How exactly increasing CO2 might be linked to winter ice volume is less clear. The losses may be directly due to greenhouse gas warming. Or more indirectly, changes to atmospheric circulation patterns due to increasing CO2 might also lead to those losses.
The study demonstrates just how exceptional the recent winter sea ice losses in the region are, says Benjamin Gaglioti, an environmental scientist at the University of Alaska Fairbanks who was not involved in the study. “Although there [was] an overall trend towards less sea ice prior to anthropogenic warming, recent increases in human-derived greenhouse gases have enhanced this trend,” he says. And that is not good news for the region’s denizens.

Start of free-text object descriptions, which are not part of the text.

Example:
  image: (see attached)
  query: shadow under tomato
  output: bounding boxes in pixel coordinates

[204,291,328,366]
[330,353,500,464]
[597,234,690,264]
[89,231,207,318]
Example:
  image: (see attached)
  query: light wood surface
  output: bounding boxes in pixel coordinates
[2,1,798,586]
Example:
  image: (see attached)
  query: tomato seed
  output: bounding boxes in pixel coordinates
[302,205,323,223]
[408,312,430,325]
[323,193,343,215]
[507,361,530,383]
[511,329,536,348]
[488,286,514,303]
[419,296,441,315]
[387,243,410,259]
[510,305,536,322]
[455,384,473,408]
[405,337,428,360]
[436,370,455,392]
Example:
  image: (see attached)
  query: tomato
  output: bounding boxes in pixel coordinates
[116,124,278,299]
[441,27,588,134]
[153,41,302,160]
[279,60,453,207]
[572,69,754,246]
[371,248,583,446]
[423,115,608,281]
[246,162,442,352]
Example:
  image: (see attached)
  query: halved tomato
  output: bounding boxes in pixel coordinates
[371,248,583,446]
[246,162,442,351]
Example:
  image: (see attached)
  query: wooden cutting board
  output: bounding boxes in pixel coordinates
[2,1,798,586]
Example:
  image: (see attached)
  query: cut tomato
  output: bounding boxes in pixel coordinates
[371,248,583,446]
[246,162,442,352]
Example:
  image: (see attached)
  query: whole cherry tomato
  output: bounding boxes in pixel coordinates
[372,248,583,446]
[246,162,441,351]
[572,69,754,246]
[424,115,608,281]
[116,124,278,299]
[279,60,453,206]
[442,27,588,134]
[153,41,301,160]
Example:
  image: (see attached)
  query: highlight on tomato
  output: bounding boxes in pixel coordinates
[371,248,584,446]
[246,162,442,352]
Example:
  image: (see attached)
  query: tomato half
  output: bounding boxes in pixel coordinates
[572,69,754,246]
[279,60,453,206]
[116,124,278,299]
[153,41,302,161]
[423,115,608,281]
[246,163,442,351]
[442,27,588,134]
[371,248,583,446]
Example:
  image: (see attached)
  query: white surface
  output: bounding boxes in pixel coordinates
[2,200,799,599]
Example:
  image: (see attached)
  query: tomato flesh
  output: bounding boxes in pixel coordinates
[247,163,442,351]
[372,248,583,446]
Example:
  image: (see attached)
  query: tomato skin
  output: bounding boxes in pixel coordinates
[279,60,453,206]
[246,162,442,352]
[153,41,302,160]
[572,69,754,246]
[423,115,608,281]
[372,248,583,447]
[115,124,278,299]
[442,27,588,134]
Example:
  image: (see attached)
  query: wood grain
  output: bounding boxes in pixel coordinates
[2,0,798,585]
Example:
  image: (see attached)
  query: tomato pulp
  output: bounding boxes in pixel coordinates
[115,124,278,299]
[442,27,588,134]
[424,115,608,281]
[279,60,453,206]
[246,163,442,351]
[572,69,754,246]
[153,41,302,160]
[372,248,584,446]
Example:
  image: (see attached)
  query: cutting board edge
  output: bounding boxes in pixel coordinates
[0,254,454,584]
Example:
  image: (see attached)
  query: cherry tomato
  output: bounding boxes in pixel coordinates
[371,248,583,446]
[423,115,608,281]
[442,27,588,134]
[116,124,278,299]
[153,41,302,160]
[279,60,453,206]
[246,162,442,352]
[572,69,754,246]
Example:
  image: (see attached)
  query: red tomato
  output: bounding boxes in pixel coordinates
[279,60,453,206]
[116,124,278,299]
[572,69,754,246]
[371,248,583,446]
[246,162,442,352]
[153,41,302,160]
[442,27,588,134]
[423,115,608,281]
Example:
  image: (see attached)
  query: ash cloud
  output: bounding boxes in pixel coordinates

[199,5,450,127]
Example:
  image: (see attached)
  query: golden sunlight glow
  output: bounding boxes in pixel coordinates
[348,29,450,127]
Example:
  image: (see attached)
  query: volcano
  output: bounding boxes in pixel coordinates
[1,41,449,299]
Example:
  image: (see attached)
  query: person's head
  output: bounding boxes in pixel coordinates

“Winter sea ice in this region serves as a critical habitat for unique marine wildlife like Pacific walrus and kittiwakes,” Gaglioti says. The ice also helps dampen the impacts of intense winter storms and flooding on coastal communities, he adds.
Climate change due to CO2 and other climate-warming gases has already taken a visible toll on summertime sea ice in and around the Arctic; within 10 to 15 years, the region may be ice-free during the warmer months. Arctic sea ice in September 2019 tied for second-lowest on record with 2007 and 2016; first place still goes to 2012 (SN: 9/25/19). The loss of that ice is not just a bellwether for climate change in the Arctic, but is also speeding up the rate of warming in the region, a process called Arctic amplification (SN: 7/1/20). And the missing summer ice is also triggering a cascade of changes through Arctic ecosystems, including within the Bering Sea (SN: 3/14/19).
But the new study suggests that winter sea ice losses might lag behind CO2 changes by decades, perhaps even a century — and that could mean a year-round ice-free Bering Sea by 2100.